Les bas ports du Rhône

Le pont de la Guillotière était encore debout, solidement planté dans les remous turbulents du fleuve alors sauvage. Blessé à la fin de la guerre, le vieux pont avait été le premier à être rouvert à la circulation.

Le quai planté d'une double rangée de platanes descendait en pente douce vers la place que l'on appelait encore "de l'Hôpital". Le bas port pavé de "têtes de chat" aurait pu paraître vaste si des monceaux de gravats n'en avaient remonté le niveau jusqu'au parapet en pierre massive qui séparait la partie civilisée de la brousse des berges. Des bancs de gravier couverts de buissons échevelés avaient pris possession du lit du Rhône sur presque la moitié de sa largeur. C'était le paradis des pêcheurs, le temps où l'on attrapait des fritures mémorables, gougeons, ablettes, vairons, avant que la pollution et les carnassiers n'aient fait le ménage. C'était aussi le terrain de jeu des enfants du quartier qui revivaient les aventures de Tom Sawyer dans les dédales verdoyants. Le temps aussi des baignades les années où juillet écrasait Lyon de sa canicule poussiéreuse.

Au niveau de Perrache, le bas port devenait plus convivial. Nettoyé, aplani et ensablé, il accueillait les jeux de boules, qui les soirs d'été résonnait de l'écho des carreaux, du tintement des pots de beaujolais et du parler haut et fort des gones se chamaillant pour savoir qui tenait. 

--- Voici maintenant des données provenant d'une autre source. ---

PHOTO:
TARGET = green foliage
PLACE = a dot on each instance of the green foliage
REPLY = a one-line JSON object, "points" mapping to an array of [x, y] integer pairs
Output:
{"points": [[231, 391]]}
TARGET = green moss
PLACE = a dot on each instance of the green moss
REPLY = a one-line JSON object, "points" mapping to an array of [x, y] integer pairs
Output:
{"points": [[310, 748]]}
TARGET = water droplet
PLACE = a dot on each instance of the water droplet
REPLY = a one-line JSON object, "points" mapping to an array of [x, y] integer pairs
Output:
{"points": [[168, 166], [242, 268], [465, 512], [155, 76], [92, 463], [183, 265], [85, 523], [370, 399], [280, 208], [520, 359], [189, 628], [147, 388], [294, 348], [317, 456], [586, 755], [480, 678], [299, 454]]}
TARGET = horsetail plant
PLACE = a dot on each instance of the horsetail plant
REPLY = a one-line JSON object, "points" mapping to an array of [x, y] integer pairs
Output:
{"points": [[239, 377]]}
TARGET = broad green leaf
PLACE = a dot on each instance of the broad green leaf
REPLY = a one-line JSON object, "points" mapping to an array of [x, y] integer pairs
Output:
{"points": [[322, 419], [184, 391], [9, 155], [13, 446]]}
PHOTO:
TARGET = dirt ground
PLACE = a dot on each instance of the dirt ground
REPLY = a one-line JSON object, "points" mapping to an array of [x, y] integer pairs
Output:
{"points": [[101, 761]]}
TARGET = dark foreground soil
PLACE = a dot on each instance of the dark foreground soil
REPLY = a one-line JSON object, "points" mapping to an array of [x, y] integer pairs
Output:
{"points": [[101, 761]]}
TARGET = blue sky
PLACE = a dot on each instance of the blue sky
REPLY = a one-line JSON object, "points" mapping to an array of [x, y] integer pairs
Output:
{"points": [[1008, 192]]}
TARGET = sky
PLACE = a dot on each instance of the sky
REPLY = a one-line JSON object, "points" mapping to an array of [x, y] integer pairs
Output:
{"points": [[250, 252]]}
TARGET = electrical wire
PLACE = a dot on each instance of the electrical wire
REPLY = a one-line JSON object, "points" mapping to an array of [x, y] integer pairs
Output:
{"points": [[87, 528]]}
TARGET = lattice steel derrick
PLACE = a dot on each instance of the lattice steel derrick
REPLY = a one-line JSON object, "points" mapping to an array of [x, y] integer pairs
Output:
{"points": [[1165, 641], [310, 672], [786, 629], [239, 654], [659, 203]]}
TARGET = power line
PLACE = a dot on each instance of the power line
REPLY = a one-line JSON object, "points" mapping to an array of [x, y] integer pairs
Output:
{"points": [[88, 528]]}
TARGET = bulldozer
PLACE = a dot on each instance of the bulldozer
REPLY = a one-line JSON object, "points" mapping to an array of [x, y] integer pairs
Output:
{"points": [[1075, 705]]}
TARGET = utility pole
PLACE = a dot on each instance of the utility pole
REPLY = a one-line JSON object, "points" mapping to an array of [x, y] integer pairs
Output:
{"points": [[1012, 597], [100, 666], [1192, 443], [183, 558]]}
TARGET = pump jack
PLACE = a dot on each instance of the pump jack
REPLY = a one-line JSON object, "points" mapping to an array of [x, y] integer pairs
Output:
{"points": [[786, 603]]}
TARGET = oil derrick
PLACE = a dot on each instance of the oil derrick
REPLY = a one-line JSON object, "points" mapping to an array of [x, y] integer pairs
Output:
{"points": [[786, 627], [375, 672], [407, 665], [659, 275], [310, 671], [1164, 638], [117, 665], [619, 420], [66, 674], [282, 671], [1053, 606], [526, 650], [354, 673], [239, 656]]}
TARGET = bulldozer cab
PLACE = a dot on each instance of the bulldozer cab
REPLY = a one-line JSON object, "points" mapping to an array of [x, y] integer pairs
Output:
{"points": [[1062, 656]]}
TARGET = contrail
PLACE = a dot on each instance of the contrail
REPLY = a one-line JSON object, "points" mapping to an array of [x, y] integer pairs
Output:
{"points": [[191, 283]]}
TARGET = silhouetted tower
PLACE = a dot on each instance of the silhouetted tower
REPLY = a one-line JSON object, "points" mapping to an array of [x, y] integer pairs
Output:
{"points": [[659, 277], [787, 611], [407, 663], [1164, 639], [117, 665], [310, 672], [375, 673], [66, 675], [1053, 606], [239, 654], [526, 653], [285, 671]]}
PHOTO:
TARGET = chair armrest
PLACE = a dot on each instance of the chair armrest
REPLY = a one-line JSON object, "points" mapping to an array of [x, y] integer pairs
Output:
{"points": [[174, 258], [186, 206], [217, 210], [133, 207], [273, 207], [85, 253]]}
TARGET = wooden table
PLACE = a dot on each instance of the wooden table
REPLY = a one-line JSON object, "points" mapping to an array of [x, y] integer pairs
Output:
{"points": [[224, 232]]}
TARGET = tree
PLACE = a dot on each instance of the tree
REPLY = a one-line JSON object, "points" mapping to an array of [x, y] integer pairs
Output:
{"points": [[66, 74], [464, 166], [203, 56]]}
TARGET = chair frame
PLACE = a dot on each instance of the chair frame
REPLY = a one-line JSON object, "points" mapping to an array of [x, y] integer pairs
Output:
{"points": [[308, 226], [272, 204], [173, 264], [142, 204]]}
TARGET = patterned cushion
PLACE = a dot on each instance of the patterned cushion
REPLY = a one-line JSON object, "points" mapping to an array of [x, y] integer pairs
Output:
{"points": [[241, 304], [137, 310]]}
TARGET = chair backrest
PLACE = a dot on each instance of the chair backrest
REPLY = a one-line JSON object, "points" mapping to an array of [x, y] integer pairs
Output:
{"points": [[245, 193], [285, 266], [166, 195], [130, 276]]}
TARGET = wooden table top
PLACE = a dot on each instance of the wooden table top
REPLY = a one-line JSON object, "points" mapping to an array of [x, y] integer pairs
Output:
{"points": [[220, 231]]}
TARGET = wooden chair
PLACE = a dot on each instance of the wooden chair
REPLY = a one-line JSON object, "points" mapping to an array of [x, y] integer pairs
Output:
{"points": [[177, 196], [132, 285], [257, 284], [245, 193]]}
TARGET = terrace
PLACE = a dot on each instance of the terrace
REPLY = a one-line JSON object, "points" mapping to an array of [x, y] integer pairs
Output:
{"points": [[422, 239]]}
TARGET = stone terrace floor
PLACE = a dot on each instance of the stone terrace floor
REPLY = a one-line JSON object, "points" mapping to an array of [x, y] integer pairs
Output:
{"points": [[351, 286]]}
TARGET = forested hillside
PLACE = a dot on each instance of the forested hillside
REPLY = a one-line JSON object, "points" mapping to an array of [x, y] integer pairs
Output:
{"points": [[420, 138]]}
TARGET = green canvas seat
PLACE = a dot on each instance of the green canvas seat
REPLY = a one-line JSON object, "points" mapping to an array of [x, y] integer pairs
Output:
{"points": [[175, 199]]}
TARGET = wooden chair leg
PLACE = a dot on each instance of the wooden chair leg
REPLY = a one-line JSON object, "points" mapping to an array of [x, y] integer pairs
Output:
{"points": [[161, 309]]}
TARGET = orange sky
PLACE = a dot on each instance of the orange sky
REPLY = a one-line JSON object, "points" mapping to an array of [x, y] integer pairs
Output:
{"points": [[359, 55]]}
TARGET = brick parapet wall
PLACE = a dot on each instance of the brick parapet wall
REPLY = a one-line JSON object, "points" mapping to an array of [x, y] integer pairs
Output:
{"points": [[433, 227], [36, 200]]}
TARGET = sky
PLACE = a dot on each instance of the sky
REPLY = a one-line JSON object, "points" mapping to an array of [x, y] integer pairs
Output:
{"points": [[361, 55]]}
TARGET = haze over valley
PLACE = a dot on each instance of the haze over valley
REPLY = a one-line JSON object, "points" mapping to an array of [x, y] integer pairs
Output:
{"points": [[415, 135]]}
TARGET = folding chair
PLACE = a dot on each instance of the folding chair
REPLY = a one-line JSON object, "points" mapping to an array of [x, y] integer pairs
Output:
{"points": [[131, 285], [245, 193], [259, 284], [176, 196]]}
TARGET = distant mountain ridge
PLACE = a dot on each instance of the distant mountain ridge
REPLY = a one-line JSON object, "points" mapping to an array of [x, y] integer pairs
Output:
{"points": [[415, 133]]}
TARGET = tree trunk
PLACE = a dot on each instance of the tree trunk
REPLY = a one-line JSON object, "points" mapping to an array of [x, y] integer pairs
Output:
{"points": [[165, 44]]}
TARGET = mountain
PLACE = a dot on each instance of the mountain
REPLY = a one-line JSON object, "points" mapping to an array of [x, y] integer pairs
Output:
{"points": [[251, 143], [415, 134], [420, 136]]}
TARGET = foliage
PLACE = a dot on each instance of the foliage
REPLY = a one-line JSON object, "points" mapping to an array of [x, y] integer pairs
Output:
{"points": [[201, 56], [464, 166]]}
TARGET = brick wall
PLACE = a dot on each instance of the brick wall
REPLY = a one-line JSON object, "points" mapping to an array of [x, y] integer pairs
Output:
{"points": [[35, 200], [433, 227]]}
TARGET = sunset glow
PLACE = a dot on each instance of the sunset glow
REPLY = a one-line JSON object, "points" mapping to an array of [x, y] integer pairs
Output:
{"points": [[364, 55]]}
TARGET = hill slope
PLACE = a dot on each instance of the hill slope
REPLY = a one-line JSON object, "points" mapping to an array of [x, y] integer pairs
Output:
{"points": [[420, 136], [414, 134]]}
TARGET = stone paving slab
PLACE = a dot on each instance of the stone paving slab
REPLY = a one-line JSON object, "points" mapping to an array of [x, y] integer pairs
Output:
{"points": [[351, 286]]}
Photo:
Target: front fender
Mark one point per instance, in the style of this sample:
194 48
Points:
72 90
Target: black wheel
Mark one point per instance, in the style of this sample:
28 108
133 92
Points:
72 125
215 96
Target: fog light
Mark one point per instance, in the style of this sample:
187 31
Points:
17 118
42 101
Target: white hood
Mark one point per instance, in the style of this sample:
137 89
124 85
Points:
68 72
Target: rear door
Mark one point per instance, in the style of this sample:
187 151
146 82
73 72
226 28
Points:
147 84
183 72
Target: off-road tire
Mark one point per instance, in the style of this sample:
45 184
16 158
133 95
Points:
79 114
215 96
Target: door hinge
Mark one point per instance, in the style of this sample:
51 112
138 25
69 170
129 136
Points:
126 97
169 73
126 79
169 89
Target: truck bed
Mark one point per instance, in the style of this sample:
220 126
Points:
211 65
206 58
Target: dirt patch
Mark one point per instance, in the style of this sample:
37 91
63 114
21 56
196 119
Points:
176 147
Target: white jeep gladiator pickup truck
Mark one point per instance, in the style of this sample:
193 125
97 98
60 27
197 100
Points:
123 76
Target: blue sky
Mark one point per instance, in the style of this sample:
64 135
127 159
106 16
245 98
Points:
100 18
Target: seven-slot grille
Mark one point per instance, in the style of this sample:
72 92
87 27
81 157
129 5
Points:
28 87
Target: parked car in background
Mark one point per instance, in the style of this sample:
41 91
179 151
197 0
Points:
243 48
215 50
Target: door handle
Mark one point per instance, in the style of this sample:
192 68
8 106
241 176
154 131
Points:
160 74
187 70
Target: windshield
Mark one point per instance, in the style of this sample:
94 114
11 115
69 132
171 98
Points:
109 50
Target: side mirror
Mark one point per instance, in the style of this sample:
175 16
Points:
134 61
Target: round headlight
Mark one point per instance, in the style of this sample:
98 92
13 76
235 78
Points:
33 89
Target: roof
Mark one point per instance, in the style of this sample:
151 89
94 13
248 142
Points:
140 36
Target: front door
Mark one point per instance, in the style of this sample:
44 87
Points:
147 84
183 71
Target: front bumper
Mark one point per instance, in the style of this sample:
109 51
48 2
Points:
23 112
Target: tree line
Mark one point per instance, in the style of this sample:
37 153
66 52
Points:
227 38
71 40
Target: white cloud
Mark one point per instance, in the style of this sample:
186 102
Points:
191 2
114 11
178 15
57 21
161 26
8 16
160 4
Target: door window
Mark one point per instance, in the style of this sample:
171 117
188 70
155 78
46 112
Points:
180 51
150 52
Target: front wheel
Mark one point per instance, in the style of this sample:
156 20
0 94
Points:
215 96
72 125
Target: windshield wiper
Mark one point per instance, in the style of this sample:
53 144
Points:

Aujourd'hui, le Rhône dort entre des rives reconstruites, sans gravats, sans aventures. Il dort comme un chat castré dans un salon bourgeois, lui que l'on avait connu matou de gouttière.

Par Alain Larchier.

1 commentaire:

  1. Oui, c'est vrai, j'ai connu ce fleuve là et les îles du Rhône où l'on pouvait s'y promener et jouer...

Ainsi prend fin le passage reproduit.